Decisions of Interest

Kenny v. Turner Construction Company, et al.

Supreme Court, New York County, Index No. 590556/10

Plaintiff Patricia Kenny commenced this action to recover for injuries allegedly resulting from her slip-and-fall on ice in a parking garage at the Alfonse M. D’Amato United States Courthouse in Central Islip. Kenny brought the suit against Turner Construction Company, the general contractor for the construction of the garage, and its various subcontractors, claiming that their negligence in the design, construction, and maintenance of the structure caused the leaking of water through the pavement and resulting formation of black ice on the garage floor.

Malapero & Prisco, representing Turner Construction Company, made a motion for summary judgment seeking dismissal of all claims, cross-claims, and counterclaims against it. In a decision dated March 15, 2015, the Supreme Court, New York County granted Turner’s motion for summary judgment, dismissing the claims against it as a matter of law.

In their motion, Malapero & Prisco established that Turner was contracted to follow the architectural plans and specifications provided by the General Services Administration (GSA), that their work conformed to those plans, and that they had no authority to deviate from them.

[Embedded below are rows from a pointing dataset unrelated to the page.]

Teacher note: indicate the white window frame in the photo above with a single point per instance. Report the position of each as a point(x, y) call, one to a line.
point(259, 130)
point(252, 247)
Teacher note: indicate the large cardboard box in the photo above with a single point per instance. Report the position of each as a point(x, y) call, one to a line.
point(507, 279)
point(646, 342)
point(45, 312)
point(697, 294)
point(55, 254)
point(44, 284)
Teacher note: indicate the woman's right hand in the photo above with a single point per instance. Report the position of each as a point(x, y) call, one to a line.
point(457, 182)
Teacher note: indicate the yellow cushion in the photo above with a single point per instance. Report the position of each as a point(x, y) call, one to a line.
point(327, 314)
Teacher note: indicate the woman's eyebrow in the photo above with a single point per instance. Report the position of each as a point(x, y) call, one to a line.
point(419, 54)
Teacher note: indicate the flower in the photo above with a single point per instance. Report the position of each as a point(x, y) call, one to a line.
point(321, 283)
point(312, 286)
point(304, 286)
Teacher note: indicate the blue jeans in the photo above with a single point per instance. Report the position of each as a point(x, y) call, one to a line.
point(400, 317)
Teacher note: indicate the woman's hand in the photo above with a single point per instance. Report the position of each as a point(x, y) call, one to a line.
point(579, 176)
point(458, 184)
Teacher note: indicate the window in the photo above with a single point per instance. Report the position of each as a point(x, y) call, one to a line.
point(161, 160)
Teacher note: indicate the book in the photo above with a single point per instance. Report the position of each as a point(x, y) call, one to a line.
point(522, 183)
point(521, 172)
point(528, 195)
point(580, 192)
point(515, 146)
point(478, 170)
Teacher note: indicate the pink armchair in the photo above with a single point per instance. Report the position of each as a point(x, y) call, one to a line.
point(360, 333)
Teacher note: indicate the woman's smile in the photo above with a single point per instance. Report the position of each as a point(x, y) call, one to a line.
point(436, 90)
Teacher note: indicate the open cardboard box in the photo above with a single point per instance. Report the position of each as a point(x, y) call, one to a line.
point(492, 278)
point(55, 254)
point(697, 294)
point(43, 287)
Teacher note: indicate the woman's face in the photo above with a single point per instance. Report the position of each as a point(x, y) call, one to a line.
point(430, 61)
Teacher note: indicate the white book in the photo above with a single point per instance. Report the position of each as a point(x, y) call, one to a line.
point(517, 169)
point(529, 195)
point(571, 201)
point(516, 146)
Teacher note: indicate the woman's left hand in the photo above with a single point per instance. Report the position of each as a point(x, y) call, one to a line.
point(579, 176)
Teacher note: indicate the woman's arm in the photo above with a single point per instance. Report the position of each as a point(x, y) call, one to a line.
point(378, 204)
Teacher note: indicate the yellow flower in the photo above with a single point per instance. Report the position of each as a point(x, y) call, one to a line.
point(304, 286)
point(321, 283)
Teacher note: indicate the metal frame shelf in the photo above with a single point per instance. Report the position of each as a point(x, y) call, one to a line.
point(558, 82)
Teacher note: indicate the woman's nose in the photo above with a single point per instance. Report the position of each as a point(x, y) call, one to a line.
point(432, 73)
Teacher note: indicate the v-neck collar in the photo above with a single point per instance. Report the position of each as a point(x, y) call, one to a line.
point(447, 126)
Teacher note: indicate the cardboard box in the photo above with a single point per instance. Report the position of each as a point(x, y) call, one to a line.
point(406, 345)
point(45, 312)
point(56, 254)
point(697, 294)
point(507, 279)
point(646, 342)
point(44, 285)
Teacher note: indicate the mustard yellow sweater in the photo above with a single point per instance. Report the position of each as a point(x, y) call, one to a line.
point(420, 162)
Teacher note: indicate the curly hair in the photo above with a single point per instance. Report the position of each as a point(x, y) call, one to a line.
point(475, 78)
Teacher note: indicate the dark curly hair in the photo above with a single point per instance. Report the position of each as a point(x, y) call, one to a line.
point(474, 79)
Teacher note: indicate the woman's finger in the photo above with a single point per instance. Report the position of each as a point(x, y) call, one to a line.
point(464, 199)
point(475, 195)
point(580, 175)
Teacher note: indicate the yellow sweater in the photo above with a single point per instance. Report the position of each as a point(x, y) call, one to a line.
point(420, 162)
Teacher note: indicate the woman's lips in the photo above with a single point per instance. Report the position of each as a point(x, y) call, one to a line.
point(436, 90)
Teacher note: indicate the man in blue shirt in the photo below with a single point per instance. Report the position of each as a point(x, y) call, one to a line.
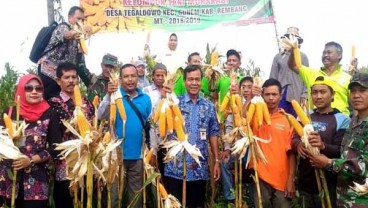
point(133, 138)
point(201, 127)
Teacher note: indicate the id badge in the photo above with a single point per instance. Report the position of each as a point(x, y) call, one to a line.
point(203, 133)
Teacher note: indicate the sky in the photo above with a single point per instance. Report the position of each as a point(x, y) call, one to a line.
point(319, 22)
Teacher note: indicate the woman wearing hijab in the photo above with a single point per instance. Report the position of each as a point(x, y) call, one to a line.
point(42, 131)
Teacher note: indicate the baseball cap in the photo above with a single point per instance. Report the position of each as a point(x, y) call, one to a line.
point(110, 59)
point(293, 31)
point(359, 78)
point(159, 66)
point(323, 80)
point(139, 62)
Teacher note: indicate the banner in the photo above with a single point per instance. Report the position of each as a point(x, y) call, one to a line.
point(174, 15)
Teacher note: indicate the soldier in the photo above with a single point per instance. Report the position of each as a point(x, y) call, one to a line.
point(351, 167)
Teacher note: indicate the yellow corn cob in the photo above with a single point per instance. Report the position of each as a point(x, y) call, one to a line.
point(77, 96)
point(266, 113)
point(169, 120)
point(250, 112)
point(106, 138)
point(158, 110)
point(162, 191)
point(177, 113)
point(300, 112)
point(112, 113)
point(297, 58)
point(95, 101)
point(224, 103)
point(239, 103)
point(83, 45)
point(83, 124)
point(353, 51)
point(259, 113)
point(179, 129)
point(120, 107)
point(149, 155)
point(9, 125)
point(162, 123)
point(296, 125)
point(214, 58)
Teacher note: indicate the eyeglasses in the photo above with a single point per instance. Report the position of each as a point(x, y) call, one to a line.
point(30, 88)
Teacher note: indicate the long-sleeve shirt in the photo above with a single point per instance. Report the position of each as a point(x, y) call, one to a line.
point(200, 124)
point(281, 71)
point(39, 140)
point(331, 127)
point(352, 166)
point(133, 138)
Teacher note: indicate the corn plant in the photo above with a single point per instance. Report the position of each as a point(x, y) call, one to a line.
point(7, 87)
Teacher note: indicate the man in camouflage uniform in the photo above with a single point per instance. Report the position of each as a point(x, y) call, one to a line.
point(98, 85)
point(352, 166)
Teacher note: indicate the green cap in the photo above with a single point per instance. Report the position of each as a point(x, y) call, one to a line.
point(359, 78)
point(110, 59)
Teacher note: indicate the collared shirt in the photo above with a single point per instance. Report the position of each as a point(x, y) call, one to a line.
point(133, 138)
point(339, 78)
point(281, 71)
point(155, 95)
point(64, 106)
point(200, 124)
point(67, 51)
point(353, 165)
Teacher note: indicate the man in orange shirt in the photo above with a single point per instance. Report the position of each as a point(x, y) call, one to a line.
point(277, 176)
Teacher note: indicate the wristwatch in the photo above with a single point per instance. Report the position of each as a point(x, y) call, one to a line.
point(329, 167)
point(32, 163)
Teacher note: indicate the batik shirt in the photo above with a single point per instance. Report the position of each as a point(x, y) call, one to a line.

They cited Diaz v Vasquez, (17 AD3d 134, 1st Dept [2005]), which affirmed in its decision that “a contractor is justified on relying upon the plans and specifications which he has contracted to follow unless they are so apparently defective that an ordinary builder of ordinary prudence would be put upon notice that the work was dangerous and likely to cause injury”. Plaintiff countered, citing their expert architect’s affidavit, in which he opined that the watertight seal across the joint, called for in the plans and specifications, was installed improperly, thus causing the leak.

Malapero & Prisco further argued that, as established in Espinal v Melville Snow Contrs. (98 NY2d 136 [2002]), a contractor does not owe a duty to a third-party, i.e. plaintiff, except in three circumstances: (1) the contractor negligently launches an instrument of harm; (2) the party detrimentally relied on the continued performance of the contractor’s duties; or (3) the contractor has entirely displaced the owner’s obligation to safely maintain the premises; none of which were applicable to Turner in this case. Plaintiff’s claims only addressed the first of the three, arguing that Turner negligently launched instruments of harm in improperly installing joints that were leaky and lights and fixtures that were not sufficiently weather resistant.

In its decision, the Court found that none of the Espinal exceptions were applicable in this case and dismissed plaintiff’s claims against Turner. Citing Landon v Kroll Lab. Specialists, Inc. (22 NY3d 1 [2013]), the Court asserted that even if Turner failed to properly seal the joints, or install the lighting and fixtures, the time between the installation and the incident was five years, a period of time long enough to render the harm too “remote or attenuated” to create a duty to plaintiff.